JPH08193017A - Seed - Google Patents

Abstract

PURPOSE: To provide a seed treated with an N-acyllactam compound and a fluorescent bacteria and effective for controlling the blight and promoting the growth of crops to improve the productivity of the crops. CONSTITUTION: A seed is put into a mixture of an aqueous solution of an Nacyllactam compound (e.g. 1-[2-(4-hydroxyphenyl)ethanoyl]-2-piperidone) and a suspension of cells of a fluorescent bacterial strain (e.g. Pseudomonas putida IFO-3738) and treated e.g. by a seed soaking evacuation method under reduced pressure. The amount of the N-acyllactam compound is 1mg and that of the fluorescent bacteria is 10<8> cells based on 1ml of the seed. The fluorescent bacterial cells effective e.g. for promoting the growth of plant or suppressing the outbreak of plant blight caused by phytopathogenic microorganism are fixed in the stage of seed and the fixed fluorescent bacterial cells are living in the seed or in the plant body after sowing and, accordingly, the blight of agricultural crops can be controlled and the growth of the crop can be promoted to improve the productivity of the crop.

Description

Detailed Description of the Invention

[0001]

TECHNICAL FIELD The present invention relates to seeds treated with an N-acyl lactam compound and a fluorescent bacterium, and by ensuring the colonization of the fluorescent bacterium on the root surface and within the root after sowing, The purpose is to improve productivity by controlling diseases and promoting growth of agricultural crops.

[0002]

2. Description of the Related Art With the development and spread of biotechnology and the like, variety improvement of vegetables and flowers or seed management technology has been rapidly advanced in recent years, and gradually, quality improvement, yield increase, disease control effect are becoming apparent. . For example, germination is promoted using priming technology in seeds, and in controlling disease, fluorescent bacteria and plant growth promoting root germs are used.
Attempts have been made to control diseases and promote growth by seed treatment using (PGPR). Attempts have also been made to combine seed treatment technology and antagonistic microorganism utilization technology.

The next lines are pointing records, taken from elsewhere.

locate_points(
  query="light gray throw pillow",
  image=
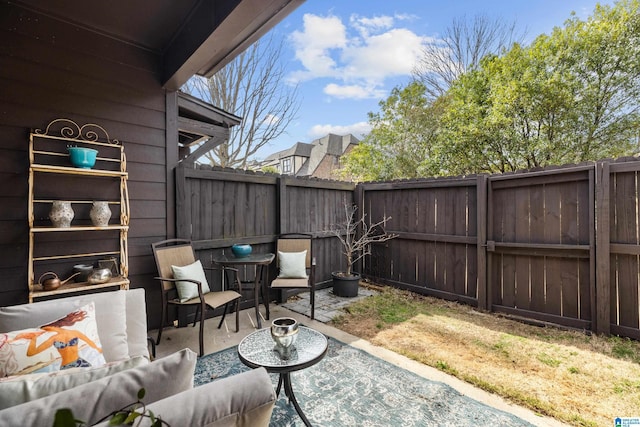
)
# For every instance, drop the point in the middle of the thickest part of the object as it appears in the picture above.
(93, 401)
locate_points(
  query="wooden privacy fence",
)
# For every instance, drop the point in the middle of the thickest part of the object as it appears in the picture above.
(559, 245)
(216, 208)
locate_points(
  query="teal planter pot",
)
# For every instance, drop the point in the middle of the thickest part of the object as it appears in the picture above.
(241, 251)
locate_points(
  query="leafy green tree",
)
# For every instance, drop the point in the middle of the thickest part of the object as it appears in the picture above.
(402, 137)
(570, 96)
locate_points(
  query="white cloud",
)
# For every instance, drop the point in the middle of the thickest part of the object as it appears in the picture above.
(313, 46)
(392, 53)
(357, 129)
(359, 56)
(353, 91)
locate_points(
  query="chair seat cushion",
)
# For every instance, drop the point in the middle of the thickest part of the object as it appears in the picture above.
(290, 283)
(292, 265)
(214, 299)
(189, 290)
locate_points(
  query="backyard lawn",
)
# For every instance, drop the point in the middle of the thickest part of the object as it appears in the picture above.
(580, 379)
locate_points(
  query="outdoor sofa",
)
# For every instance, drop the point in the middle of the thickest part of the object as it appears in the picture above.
(92, 393)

When conditioning cucumber and tomato seeds with shale powder, the antagonistic filamentous fungus Trichoderma
By adding Hasenum (Trichoderma harzianum), Psium
It is also reported that the number of die-outs after emergence by Ultimam (Pythium ultimum) is reduced. However, in disease control and growth promotion, fertilization, irrigation, sterilization, insecticide, weeding, and other cultivation management still occupy a large weight, and it cannot be said that a sufficient effect is necessarily expressed.

[0004]

SUMMARY OF THE INVENTION Accordingly, the present inventors
A useful fluorescent bacterium that lives in the root of the crop, by using seeds introduced at the stage of seed priming or conditioning, in order to express the plant growth promoting effect and disease onset suppressing effect of fluorescent bacteria, As a result of various studies, the present invention has been completed.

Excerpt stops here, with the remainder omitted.